It’s the darkest irony of the year so far. Last week, feminists, alongside many others, were praising the recently deceased Harper Lee and her extraordinary literary achievement. Yet just hours later, they were behaving like Lee’s literary villains, the outraged mob in To Kill a Mockingbird, who are driven by an ugly, singular conviction: that if enough angry people believe a man is guilty of rape, then he is guilty of rape, and to hell with due process.
In their outpouring of belief in pop star Kesha, who claims to have been sexually assaulted but has never had those claims tested or proven, these Lee-celebrating feminists did precisely what Lee’s most immoral characters did: They assumed that a man was guilty of rape on the basis of nothing more than accusation and suspicion.
The Kesha story reveals the irrational rot that has set in within much of modern feminism. Kesha spent months trying to wriggle free from her contract with Sony, on the basis that her producer, Dr. Luke, had previously sexually assaulted her. She said that continuing to work with Sony would cause her “irreparable harm.” But there’s a small problem for Kesha: These claims of rape have never been brought to criminal trial and thus remain unproven. So it’s her word against Dr. Luke’s, and he says her claims are “outright lies.” Understandably, the Manhattan Supreme Court in New York City, which presumably works from the understanding that Dr. Luke, like everyone else, is innocent until proven guilty, has rejected Kesha’s request to be released from her contract.

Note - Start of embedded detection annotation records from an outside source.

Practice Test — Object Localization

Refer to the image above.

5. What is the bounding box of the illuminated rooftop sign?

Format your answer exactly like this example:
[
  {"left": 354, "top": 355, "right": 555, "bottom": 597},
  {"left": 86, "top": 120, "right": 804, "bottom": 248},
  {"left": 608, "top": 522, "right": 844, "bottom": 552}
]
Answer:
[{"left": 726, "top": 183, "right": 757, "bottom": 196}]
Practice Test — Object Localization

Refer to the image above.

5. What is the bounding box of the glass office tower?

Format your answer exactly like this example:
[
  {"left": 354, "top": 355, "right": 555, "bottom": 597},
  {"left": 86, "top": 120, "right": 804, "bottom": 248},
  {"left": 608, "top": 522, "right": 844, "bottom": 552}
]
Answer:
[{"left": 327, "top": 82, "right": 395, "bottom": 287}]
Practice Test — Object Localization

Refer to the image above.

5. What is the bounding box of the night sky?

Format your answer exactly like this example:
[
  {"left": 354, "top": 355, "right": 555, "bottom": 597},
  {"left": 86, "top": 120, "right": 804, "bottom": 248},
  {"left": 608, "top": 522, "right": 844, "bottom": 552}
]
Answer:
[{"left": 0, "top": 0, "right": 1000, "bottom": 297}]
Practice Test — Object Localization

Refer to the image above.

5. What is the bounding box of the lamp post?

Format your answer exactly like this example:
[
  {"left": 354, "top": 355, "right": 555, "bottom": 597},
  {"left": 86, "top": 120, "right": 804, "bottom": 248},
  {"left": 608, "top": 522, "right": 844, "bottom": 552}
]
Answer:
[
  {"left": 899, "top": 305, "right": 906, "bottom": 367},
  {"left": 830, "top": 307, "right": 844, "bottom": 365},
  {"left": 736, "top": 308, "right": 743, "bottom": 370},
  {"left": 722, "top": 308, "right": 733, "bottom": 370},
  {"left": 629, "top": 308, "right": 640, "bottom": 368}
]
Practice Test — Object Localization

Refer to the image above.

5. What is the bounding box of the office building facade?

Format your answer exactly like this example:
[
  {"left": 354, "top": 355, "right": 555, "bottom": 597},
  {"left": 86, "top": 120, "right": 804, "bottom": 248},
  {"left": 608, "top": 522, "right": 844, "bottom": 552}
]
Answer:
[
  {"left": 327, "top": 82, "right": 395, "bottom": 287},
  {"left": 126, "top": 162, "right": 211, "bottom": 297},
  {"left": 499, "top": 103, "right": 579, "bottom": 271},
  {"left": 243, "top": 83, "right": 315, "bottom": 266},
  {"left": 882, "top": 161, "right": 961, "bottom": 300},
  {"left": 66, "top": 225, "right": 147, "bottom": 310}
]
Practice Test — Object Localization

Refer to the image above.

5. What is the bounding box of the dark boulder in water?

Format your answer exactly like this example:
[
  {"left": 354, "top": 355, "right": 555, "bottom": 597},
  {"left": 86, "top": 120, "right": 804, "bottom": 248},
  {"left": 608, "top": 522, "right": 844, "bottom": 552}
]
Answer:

Feminists don’t think this is understandable. For them, the Kesha-contract lock is a crime against womankind. They’ve got the hashtag #FreeKesha trending on Twitter. And, most strikingly, they’ve rallied around Kesha as a victim of sexual abuse who has now been abused further by the court system. They casually, tyrannically assume that Kesha was sexually assaulted, which of course also has the effect of branding Dr. Luke an assaulter, despite the fact that he has never been tried or convicted of this offense.